Among the musical influences he considers most important are: seeing the Sun Ra Arkestra as often as possible from 1978 onwards; studying with Roscoe Mitchell, Anthony Braxton, Karl Berger and others at the Creative Music Studios; studying composition with Martin Bresnick; hearing LPs of Bay Area musicians (including Henry Kuntz) in the late 70’s which led to moving here; reconnecting with Braxton at Mills College; playing with many of the Bay Area’s great musicians as creative music spreads from venue to venue.
Dan co-founded The Manufacturing of Humidifiers; founded Daniel Popsicle to play his own compositions (including the epic series, Music of El Cerrito); and co-founded and MC’d the legendary Beanbender’s Creative Music Series (1995-99; the first band to play was OPEYE). For an extensive list of recordings of Dan’s compositions, see: http://www.plonsey.com/plonsey/plonsey_records.html.
For me, as someone integrating Indian music with a modernist toolkit, it’s especially fascinating that Dan credits his study of how Bollywood films interweave vocal line and instrumental commentary, so differently to Western music, with making his music effervesce with bent lines, unexpected breaks, and weird fun.
One of Dan’s most charming and/or alarming recent projects was Student Work, presented in a series of concerts at the East Bay’s Starry Plough. By day a teacher of calculus and geometry at Berkeley High, Dan set to music the found poetry of responses to his beginning-of-the-year assignment, asking students to write about their experiences with math.
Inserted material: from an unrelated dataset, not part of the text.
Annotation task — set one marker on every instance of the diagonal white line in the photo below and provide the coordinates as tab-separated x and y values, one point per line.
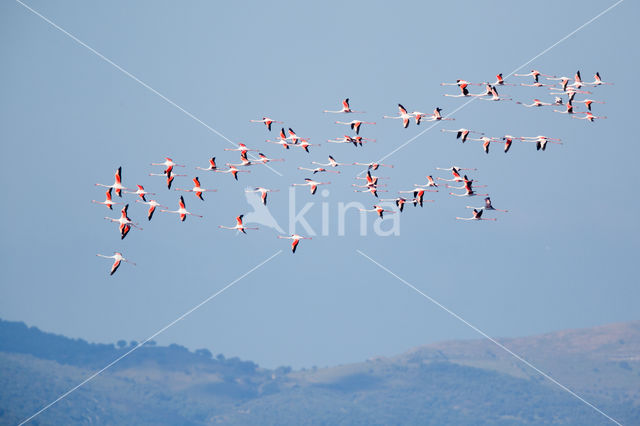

The poignant, funny, and/or surreal replies let to the creation of complementary music pieces around the text, triggered by the emotions, the speech rhythms, or even the sonified geometries of the responses.
Dan says: “Whatever venue Bonnie Hughes has — past, present, future — is my favorite venue for playing and listening to music” — so what could be better than to hear him play at Bonnie’s own Berkeley Arts Festival?
Set 2: Tom Duff & his Wire Machine: Lucier, Golomb, Gray (9:10pm)
In another rare appearance, Bay Area master Tom Duff will install and perform/operate his Wire Machine, which takes Alvin Lucier’s seminal composition/installation Music on a Long Thin Wire and runs with it.

Alvin Lucier behind the horseshoe magnet used to induce vibrations to the wire (photo: Lon Holmberg, design: Patrick Vitacco, from LP Cover of Alvin Lucier's Music on a Long Thin Wire, Lovely Music)
Almost 40 years ago, new music explorer Alvin Lucier designed and assembled an embodied musical process from a long wire, clamps, tables, speakers, an amp, an oscillator, microphones, and a powerful magnet.

Tom Duff performs on the Wire Machine @ Battery Townsley, Marin Headlands, as part of the Soundwave (5) festival, 05 Aug 2012
Impresario, master of digital graphics & electronic sound art, and creator of Duff’s Device, Tom Duff has re-imagined, re-realized, and radicalized this original scenario on various occasions, e.g. the notorious 5-day performance on sfSoundRadio in 2011 and the site-specific realization for the Soundwave (5) festival at Battery Townsley in the Marin Headlands in 2012.
Tom will use his expanded version of Lucier’s kit to perform his piece Lucier, Golomb, Gray, exploring the effects of useful information encoding schemes on a vibrating electromechanical system and its listeners. (Those who are familiar with these encoding schemes will enjoy the dry wit of the score).